HMS Kent's Merlin helicopter on the flight deck of HMAS Newcastle during a ship transfer activity in the Middle East Area of Operations. (photo: POIS Ollie Garside)
HMS Kent's Merlin helicopter on the flight deck of HMAS Newcastle during a ship transfer activity in the Middle East Area of Operations.

A Royal Navy Officer recently ‘hitched a ride’ across the Red Sea onboard HMAS Newcastle, while trying to make his way home to England. The unsuspecting Brit got a real surprise when he was greeted on the flight deck of the Australian ship by a long term friend and former RN colleague who had laterally transferred to the Royal Australian Navy some five years earlier.

Lieutenant Commander Mickey Rooney had been granted ‘early leavers’ from Her Majesties Ship Kent to return home to his family. Like Newcastle, Kent was in the Middle East Area of Operations (MEAO) conducting counter terrorism patrols as part of the Combined Maritime Forces.

Due to an operational tasking, Kent was unable to get LCDR Rooney to Djibouti for his flight home. So, Newcastle and the French Navy ship FS Somme made arrangements to help the British Weapons Electrical Engineering Officer get back to England.

The plan was for Kent’s Merlin helicopter to transfer LCDR Rooney to Newcastle where he would spend the night. The next day, he would be transferred from Newcastle to FS Somme after the two ships completed a replenishment operation. FS Somme would then use her helicopter to get him to Djibouti.

When the enormous 13-tonne Merlin helicopter landed on Newcastle’s flight deck, LCDR Rooney hardly expected to see a familiar face among the Australian crew. But, the man there to greet him was none other than his old friend and naval academy classmate LCDR Roy Casson, Newcastle’s Marine Engineering Officer (MEO).

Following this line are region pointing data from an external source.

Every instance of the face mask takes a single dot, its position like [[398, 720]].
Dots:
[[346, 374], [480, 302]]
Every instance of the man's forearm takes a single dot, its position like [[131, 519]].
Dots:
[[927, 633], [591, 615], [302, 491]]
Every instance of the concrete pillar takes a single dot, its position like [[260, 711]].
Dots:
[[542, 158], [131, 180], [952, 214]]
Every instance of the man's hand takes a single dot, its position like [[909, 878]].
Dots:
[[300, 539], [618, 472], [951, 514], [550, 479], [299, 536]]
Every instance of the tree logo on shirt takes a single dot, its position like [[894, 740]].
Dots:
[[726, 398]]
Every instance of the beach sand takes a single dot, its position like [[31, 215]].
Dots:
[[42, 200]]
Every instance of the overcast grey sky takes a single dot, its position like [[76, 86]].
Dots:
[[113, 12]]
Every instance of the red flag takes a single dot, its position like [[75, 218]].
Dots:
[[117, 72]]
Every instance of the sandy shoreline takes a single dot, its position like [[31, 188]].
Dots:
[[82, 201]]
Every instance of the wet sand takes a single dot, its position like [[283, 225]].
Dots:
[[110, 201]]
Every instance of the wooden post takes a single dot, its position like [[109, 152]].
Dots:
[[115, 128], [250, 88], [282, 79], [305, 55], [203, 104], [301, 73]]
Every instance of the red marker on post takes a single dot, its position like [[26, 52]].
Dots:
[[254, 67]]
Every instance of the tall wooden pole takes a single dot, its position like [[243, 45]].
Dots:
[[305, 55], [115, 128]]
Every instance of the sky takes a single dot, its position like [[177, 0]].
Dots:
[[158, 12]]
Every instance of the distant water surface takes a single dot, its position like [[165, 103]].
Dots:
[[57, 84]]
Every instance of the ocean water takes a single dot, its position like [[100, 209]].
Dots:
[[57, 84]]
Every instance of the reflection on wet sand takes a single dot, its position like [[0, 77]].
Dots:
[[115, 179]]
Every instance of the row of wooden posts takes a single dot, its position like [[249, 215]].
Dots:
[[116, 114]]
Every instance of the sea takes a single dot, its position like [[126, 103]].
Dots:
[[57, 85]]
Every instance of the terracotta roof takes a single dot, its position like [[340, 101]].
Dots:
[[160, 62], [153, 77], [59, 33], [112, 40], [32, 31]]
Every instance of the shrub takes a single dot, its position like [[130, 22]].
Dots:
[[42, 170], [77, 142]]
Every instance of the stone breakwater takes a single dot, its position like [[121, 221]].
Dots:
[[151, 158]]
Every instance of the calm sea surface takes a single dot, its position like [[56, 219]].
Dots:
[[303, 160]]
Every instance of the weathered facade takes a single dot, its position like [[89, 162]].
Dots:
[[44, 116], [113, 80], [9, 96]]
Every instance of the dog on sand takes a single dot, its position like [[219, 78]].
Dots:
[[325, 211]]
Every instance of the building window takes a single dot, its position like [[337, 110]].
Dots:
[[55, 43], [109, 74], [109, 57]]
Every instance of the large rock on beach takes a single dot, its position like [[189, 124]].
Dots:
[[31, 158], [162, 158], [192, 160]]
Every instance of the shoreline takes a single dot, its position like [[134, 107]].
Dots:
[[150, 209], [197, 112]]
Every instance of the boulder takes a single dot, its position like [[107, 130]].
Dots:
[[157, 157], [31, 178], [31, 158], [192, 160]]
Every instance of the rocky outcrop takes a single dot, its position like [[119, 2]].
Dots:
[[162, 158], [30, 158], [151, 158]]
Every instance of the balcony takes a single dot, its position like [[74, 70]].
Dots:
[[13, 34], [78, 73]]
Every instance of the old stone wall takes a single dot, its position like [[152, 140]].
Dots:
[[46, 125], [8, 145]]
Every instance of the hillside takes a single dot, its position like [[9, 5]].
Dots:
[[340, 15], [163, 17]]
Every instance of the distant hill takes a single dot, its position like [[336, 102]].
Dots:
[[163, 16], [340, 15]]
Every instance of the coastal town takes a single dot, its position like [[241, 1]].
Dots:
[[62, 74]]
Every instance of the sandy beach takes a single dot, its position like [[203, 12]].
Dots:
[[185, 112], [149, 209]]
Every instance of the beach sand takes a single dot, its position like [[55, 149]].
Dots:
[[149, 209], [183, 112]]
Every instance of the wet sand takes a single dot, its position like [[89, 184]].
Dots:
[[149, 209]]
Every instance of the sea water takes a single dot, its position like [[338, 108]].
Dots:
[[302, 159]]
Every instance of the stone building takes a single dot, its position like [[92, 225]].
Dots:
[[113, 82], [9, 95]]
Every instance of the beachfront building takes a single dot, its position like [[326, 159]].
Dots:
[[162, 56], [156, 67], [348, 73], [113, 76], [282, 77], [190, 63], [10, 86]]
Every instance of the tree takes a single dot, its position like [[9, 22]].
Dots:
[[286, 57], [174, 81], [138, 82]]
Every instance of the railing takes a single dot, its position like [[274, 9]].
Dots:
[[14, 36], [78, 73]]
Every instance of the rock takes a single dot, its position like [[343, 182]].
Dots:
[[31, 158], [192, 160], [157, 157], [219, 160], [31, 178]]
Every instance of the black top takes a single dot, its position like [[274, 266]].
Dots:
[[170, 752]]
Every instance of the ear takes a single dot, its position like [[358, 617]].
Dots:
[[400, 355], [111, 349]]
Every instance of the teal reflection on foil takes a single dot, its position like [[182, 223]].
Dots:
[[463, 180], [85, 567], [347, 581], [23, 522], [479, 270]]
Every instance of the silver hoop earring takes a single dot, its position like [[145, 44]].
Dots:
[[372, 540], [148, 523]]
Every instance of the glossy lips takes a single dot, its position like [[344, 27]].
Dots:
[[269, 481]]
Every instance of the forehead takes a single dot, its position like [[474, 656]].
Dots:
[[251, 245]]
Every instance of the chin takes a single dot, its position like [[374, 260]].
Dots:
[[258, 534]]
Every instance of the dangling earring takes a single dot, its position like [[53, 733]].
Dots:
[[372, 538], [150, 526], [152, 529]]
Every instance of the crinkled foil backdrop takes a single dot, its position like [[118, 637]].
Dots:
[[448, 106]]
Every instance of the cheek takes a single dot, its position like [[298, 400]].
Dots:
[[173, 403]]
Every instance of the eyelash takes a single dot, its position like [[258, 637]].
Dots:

Lieutenant Commander Roy Casson with Royal Navy Lieutenant Commander Mickey Rooney.

Lieutenant Commander Roy Casson with Royal Navy Lieutenant Commander Mickey Rooney.

The reunion came as a surprise to both of them.

“I thought it was quite freaky actually, because I was actually talking about him onboard Kent yesterday. I had no idea that he was onboard Newcastle!” LCDR Rooney said.

The two officers had served together on several occasions before LCDR Casson, a Manchester native, laterally transferred from the RN to the RAN in 2009.

“We haven’t seen each other since, in fact we have had five kids between us since the last time we saw each other,” LCDR Rooney said.

“In the RN, we were classmates at the Britannia Royal Naval College - Dartmouth in 1998 and then we went to university together to do our engineering degrees too. After that, we served in HMS Monmouth together - he was the Deputy WEEO, and I was the Deputy MEO!” LCDR Casson said.

LCDR Rooney was pleased to start his long journey home by catching up with an old friend.

“I am literally doing a global pebble-dash to get home, transiting from Kent through the Australian warship Newcastle, the French Replenishment ship Somme, Djibouti, Riyadh, Paris, Heathrow, and finally home to South Oxfordshire. This reunion was a great surprise,” he said.

LCDR Casson was also glad to have his countryman onboard, with the third rugby test between the British and Irish Lions and the Wallabies coinciding with his visit.

“It was great to have an ally onboard when the Lions destroyed the Wallabies,” LCDR Casson said.

“I wish he could stay for the Ashes as well!” he said.

To add to LCDR Rooney’s adventurous journey home, he was winched onto FS Somme from Newcastle’s S-70B-2 Seahawk helicopter during a dusk Fuelling Replenishment at Sea.

“We’ll definitely be keeping in touch,” he said.

Newcastle is in the MEAO assigned to Operation SLIPPER - the Australian Defence Force contribution to the international campaign against terrorism, counter smuggling and counter piracy in the Gulf of Aden, and enhancing regional maritime security and engagement.

Newcastle’s current deployment is the 55th rotation of an Australian warship to the MEAO since 1990.